There are other experiments that use different sequences of modes. Some of these find that the sequence doesn't matter. For example, Dillman and colleagues looked at mail-telephone and telephone-mail and these had about the same response rate. On the other hand, Millar and Dillman found that for mail-web mixed-mode surveys the sequence does seem to matter, although certainly the number and kind of contact attempts are also important.

It does seem that there are times when the early attempts might interfere with the effectiveness of later attempts. That is, we "harden the refusal" early. If we could identify the cases for which this is true, then we could skip right to the effective treatment, instead of offering it to them when they've already decided not to participate.

Friday, December 4, 2015

Myopic Calling Strategies

I'm interested in sequential decision-making problems.In these problems, there is a tension between exploration and exploitation. Exploitation is when you take actions with more certainty about the rewards. The goal of exploitation is to get maximum reward to the next action given what is currently known. Exploration is when you take actions with less certainty. The goal is to discover what the rewards are for actions about which little is known.
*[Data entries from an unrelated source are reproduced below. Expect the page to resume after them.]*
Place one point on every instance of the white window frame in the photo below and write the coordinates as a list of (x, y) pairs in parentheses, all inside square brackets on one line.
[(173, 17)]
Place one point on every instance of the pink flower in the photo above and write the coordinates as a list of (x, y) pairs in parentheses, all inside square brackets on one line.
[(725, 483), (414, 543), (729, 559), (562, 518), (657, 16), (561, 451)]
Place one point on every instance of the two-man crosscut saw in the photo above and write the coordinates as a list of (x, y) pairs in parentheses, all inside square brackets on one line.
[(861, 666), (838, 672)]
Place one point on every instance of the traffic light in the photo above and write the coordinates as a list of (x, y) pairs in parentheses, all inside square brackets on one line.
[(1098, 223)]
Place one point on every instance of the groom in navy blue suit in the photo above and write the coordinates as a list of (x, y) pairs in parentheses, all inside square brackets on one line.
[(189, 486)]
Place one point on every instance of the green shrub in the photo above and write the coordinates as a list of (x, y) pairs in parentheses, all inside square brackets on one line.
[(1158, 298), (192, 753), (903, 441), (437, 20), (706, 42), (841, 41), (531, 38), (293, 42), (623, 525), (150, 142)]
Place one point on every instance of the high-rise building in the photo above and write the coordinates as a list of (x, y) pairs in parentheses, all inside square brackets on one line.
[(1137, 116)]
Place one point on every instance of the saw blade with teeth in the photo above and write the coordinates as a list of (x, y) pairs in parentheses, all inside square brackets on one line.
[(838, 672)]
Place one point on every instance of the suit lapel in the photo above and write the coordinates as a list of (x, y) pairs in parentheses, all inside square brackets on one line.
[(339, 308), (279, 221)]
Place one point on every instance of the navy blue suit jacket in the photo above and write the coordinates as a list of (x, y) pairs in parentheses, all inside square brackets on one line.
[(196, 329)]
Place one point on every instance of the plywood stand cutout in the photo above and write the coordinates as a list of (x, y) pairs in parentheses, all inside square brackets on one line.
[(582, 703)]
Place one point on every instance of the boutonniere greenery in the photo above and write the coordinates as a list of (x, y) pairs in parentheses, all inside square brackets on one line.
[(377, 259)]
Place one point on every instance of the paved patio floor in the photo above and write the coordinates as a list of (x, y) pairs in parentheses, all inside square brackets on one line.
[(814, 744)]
A strategy that always exploits is called myopic since it always tries to maximize the reward of the current action without any view to long-term gains.

Calling algorithms certainly face this tension. For example, evenings might be the best time on average to contact households. If I know nothing else, then that would be my guess about when to place the next call. But it would be foolish to stay with that option if it continues to fail. If I have failures in that call window, I might explore another call window to try and see if the reward is greater in that window for this particular household.

The following is a simple example, taken from Kulka et al. (1988). The goal is to establish contact. The contact strategy \(a_j\) can take on any of the following five values: WDM=weekday morning, WDA=weekday afternoon, WDE=weekday evening, SAT=Saturday, SUN=Sunday. We want to know which 3-call (\(j=1,2,3\)) sequence produces the highest contact rate. Using our notation, if \(Y_i=1\) denotes contact for the \(i^{th}\) case on any of the 3 calls, then the goal is to find the 3-call sequence that leads to the highest \(Pr(Y_i=1)\). A myopic strategy would choose \(a_1\) by comparing the probability of contact for each of the five possible treatments. The choice of \(a_2\) and \(a_3\) would be made in the same way. A non-myopic strategy would look at all 125 (\(5*5*5\)) possible sequences and determine which one had the highest overall probability of contact. That's basically what Kulka and colleagues did (looking at all possible combinations).

We could extend this approach across several stages of the survey process by looking at how the contact strategy impacts the ability to gain cooperation at later stages. For instance, a three-call sequence that placed three calls in the middle of the night might have a high contact rate, but would likely have a low rate of completing interviews.